Regulating the Water Molecule Hydrogen-Bond Network to Realize Dendritic-free Zn Anodes for Zn-Ion Energy Storage Devices
Dou Yuan, Hedong Jiang, Dandan Huang, Pingchun Guo, Jiake Li, Hua Zhu, Yanxiang Wang
Abstract
Zn metal is considered as a promising anode material within the “postlithium era” owing to its high safety and low cost. However, the development of Zn anodes is hampered by Zn dendrite problems and side reactions. Herein, xylitol is adopted as an electrolyte additive in pure ZnSO 4 electrolyte to improve the reversibility and cyclic stability of the Zn anode.

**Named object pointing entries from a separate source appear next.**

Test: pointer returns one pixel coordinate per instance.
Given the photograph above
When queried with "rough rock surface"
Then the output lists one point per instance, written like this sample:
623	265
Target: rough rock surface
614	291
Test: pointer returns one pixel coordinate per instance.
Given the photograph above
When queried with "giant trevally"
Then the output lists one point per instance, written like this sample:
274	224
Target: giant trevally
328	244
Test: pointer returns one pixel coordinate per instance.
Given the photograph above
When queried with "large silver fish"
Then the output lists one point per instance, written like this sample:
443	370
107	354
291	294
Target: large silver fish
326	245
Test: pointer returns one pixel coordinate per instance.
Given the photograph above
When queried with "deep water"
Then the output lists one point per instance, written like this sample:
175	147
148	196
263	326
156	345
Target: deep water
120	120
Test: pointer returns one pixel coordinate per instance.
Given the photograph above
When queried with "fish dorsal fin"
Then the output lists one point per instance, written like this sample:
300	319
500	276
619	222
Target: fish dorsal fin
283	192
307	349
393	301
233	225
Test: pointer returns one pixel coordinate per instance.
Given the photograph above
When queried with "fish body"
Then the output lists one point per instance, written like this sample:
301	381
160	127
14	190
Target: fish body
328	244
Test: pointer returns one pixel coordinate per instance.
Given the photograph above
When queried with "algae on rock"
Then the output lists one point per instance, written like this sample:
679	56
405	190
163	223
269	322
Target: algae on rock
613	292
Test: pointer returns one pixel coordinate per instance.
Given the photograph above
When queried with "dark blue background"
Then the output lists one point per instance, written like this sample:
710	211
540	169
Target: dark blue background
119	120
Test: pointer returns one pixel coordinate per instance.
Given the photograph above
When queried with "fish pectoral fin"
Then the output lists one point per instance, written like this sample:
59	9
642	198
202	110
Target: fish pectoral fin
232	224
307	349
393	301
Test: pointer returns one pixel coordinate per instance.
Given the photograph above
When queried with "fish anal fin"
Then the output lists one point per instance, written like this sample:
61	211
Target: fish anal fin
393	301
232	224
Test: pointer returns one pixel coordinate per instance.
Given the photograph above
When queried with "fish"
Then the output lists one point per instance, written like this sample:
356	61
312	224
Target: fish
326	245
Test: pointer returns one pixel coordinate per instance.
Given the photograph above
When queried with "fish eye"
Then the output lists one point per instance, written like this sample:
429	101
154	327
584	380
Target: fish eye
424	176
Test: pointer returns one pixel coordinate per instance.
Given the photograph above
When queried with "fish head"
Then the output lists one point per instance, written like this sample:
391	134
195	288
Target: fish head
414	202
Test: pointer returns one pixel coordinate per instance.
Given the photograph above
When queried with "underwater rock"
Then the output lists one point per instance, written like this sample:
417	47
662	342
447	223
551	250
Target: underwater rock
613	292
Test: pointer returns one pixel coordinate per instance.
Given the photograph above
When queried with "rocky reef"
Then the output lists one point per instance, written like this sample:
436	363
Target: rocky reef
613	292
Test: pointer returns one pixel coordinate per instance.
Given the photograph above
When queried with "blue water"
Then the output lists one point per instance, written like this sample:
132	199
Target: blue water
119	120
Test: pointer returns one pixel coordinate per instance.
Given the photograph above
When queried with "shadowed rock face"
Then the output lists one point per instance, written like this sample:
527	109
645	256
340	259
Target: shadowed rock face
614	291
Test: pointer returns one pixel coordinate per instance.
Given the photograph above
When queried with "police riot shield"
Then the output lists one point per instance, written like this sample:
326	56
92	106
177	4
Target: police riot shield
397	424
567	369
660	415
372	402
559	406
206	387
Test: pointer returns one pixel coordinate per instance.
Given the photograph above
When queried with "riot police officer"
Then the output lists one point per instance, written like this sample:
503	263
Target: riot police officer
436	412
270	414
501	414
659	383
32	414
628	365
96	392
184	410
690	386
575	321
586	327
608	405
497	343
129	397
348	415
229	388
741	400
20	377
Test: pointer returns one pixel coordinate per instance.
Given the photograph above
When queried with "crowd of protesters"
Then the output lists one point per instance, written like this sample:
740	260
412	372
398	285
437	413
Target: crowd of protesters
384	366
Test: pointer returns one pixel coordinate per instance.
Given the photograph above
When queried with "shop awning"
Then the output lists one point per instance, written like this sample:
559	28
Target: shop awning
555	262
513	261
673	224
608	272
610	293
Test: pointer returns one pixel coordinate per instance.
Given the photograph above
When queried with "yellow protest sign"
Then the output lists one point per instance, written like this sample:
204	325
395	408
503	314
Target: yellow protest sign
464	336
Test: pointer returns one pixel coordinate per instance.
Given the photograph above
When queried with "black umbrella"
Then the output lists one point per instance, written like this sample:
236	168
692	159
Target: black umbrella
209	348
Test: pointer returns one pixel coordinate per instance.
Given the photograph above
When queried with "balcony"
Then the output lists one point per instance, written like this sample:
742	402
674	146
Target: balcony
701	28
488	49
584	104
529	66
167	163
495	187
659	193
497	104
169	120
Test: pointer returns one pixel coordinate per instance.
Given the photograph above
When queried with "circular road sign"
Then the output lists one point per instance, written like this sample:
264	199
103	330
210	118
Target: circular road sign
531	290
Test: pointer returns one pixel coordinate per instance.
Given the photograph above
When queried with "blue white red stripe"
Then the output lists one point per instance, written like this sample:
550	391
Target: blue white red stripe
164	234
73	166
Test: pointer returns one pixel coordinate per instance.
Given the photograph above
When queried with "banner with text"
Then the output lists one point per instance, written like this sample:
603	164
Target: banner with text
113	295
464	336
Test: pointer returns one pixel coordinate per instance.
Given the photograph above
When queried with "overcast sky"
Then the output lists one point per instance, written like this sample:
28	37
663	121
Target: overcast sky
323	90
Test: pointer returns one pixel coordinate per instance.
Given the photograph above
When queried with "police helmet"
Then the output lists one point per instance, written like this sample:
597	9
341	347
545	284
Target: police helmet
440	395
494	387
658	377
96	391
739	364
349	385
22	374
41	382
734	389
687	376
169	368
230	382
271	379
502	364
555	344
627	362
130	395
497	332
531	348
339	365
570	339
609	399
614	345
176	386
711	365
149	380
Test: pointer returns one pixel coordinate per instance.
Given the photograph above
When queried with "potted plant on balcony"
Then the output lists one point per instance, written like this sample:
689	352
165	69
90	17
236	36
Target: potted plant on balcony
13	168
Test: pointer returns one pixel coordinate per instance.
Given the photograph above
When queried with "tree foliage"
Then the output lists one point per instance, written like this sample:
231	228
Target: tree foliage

Benefiting from being rich in hydroxyl, the xylitol additive can break down the hydrogen-bond (H-bond) network of water molecules by forming an H-bond with water, which effectively reduces water activity and weakens the Zn 2+ solvation structure. As a result, the generation of hydrogen evolution reaction (HER) and a series of parasitic reactions is depressed, and the Zn 2+ nucleation sites increase significantly, resulting in the formation of a dense and homogeneous Zn deposition layer. Therefore, the Zn//Zn symmetric cell can cycle steadily for 1000 h at 4 mA cm –2 and 1 mAh cm –2 in the ZnSO 4 /xylitol electrolyte, which is much superior to in pure ZnSO 4 electrolyte. Particularly, when xylitol/ZnSO 4 electrolyte is applied in a Zn//reduced graphene oxide hybrid supercapacitor and a Zn//I 2 battery, the cycling and rate performance of both devices are significantly improved. This work provides a strategy to inhibit Zn dendrites’ growth and achieve a long-life Zn anode.